L 18 B 2367/08 AS PKH

Land
Berlin-Brandenburg
Sozialgericht
LSG Berlin-Brandenburg
Sachgebiet
Grundsicherung für Arbeitsuchende
Abteilung
18
1. Instanz
SG Berlin (BRB)
Aktenzeichen
S 65 AS 34059/08
Datum
2. Instanz
LSG Berlin-Brandenburg
Aktenzeichen
L 18 B 2367/08 AS PKH
Datum
3. Instanz
Bundessozialgericht
Aktenzeichen
-
Datum
-
Kategorie
Beschluss
Auf die Beschwerden der Antragstellerin wird der Beschluss des Sozialgerichts Berlin vom 14. November 2008 geändert. Die aufschiebende Wirkung des Widerspruchs der Antragstellerin gegen den Bescheid des Antragsgegners vom 18. November 2008 wird angeordnet, soweit der Antragsgegner darin die mit Bescheid vom 8. September 2008 für die Zeit vom 1. Dezember 2008 bis 31. März 2009 bewilligten Leistungen zur Sicherung des Lebensunterhalts in Höhe eines Betrags von 316,- EUR monatlich aufgehoben hat. Die weitergehende Beschwerde im einstweiligen Rechtsschutzverfahren wird zurückgewiesen. Der Antragstellerin wird für das Verfahren bei dem Sozialgericht Berlin Prozesskostenhilfe unter Beiordnung von Rechtsanwältin U bewilligt. Der Antragsgegner trägt die Hälfte der außergerichtlichen Kosten der Antragstellerin im gesamten Verfahren des einstweiligen Rechtsschutzes. Der Antragstellerin wird für das Beschwerdeverfahren des einstweiligen Rechtsschutzes Prozesskostenhilfe unter Beiordnung von Rechtsanwältin U bewilligt.

Gründe:

Die Beschwerde, mit der die Antragstellerin die Verpflichtung des Antragsgegners begehrt, ihr Leistungen zur Sicherung des Lebensunterhalts nach dem Sozialgesetzbuch – Grundsicherung für Arbeitsuchende – (SGB II) nach Maßgabe des Bewilligungsbescheides vom 8. September 2009 für die Zeit ab 1. November 2008 – unter Abzug der für November 2008 in Ausführung des angefochtenen Beschlusses vom Antragsgegner vorläufig bereits gezahlten 480,- EUR - bis "zur vom Antragsgegner herbeizuführenden Klärung der wirtschaftlichen Verhältnisse" in Höhe von monatlich 685,38 EUR zu gewähren, ist in dem aus dem Tenor ersichtlichen Umfang begründet. Im Übrigen ist die Beschwerde im einstweiligen Rechtsschutzverfahren nicht begründet und war zurückzuweisen. Die Beschwerde gegen die Ablehnung der Bewilligung von Prozesskostenhilfe (PKH) für das erstinstanzliche Verfahren ist begründet.
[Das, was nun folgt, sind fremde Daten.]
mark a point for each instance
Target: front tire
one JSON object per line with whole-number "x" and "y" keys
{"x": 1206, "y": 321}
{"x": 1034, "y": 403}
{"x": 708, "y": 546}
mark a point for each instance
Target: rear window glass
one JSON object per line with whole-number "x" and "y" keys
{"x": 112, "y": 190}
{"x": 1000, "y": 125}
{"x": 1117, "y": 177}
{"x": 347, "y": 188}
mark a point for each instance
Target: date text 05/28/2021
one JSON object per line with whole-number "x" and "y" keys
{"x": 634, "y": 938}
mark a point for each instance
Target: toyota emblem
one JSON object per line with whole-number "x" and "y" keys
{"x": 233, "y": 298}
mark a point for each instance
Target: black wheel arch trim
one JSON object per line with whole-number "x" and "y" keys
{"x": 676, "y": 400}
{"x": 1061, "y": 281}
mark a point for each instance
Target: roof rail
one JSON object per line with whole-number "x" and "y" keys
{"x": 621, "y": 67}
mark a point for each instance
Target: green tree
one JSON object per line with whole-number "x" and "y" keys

Bei verständiger Würdigung (vgl. § 123 Sozialgerichtsgesetz – SGG -) stellt sich das Rechtsschutzbegehren nach Erlass des Bescheides vom 18. November 2008, mit dem der Antragsgegner die Bewilligungsentscheidung vom 8. September 2008 für die Zeit ab 1. Dezember 2008 "ganz" aufgehoben hat und der im Unterschied zu dem ebenfalls vom 18. November 2008 datierenden Ausführungsbescheid gemäß § 96 Abs. 1 SGG Gegenstand des Verfahrens geworden ist, insoweit als Antrag auf Anordnung der aufschiebenden Wirkung des Widerspruchs gemäß § 86b Abs. 1 Satz 1 Nr. 2 SGG dar. Lediglich für die weiterhin begehrte Verpflichtung des Antragsgegners, für den Monat November 2008 (weitere) 205,38 EUR zu gewähren, kommt der Erlass einer Regelungsanordnung im Sinne von § 86b Abs. 2 Satz 2 SGG in Betracht.

Hinsichtlich der geltend gemachten Kosten für Unterkunft und Heizung (= monatlich 334,38 EUR) fehlt es an dem sowohl für den Erlass einer einstweiligen Anordnung für November 2008 als auch für die Anordnung der aufschiebenden Wirkung für die Zeit ab 1. Dezember 2008 zu fordernden unaufschiebbar eiligen Regelungsbedürfnis. Eine Wohnungs- oder gar Obdachlosigkeit der Antragstellerin ist derzeit nicht zu besorgen. Eine Kündigung des Untermietverhältnisses, das nach dem Vorbringen der Antragstellerin zwischen ihr und ihrem Mitbewohner D S (im Folgenden: S.) besteht, ist bislang nicht erfolgt. Ein Abwarten auf die Entscheidung im Hauptsacheverfahren ist der Antragstellerin insoweit auch im Hinblick darauf zumutbar, dass § 22 Abs. 5 Satz 1 und Satz 2 SGB II Regelungen zur Sicherung der Unterkunft im Fall einer – vorliegend noch gar nicht ersichtlichen - Räumungsklage enthalten (vgl. BVerfG, Beschluss vom 30. März 2007 – 1 BvR 535/07 – nicht veröffentlicht). Da eine Verpflichtung des Antragsgegners zur Gewährung weiterer Leistungen für November 2008 wegen der für diesen Monat vorläufig bereits ausgezahlten 480,- EUR mithin ausscheidet, war die Beschwerde insoweit ebenso zurückzuweisen wie hinsichtlich der begehrten Feststellung der aufschiebenden Wirkung des Widerspruchs gegen den Bescheid vom 18. November 2008, soweit darin die Bewilligung von Leistungen für Unterkunft und Heizung für die Zeit ab 1. Dezember 2008 aufgehoben worden ist. Gleiches gilt, soweit die Antragstellerin Leistungen über den am 31. März 2009 ablaufenden Bewilligungszeitraum hinaus begehrt. Denn insoweit fehlt es bereits an der - erforderlichen - Vorbefassung des Antragsgegners mit diesem Leistungszeitraum.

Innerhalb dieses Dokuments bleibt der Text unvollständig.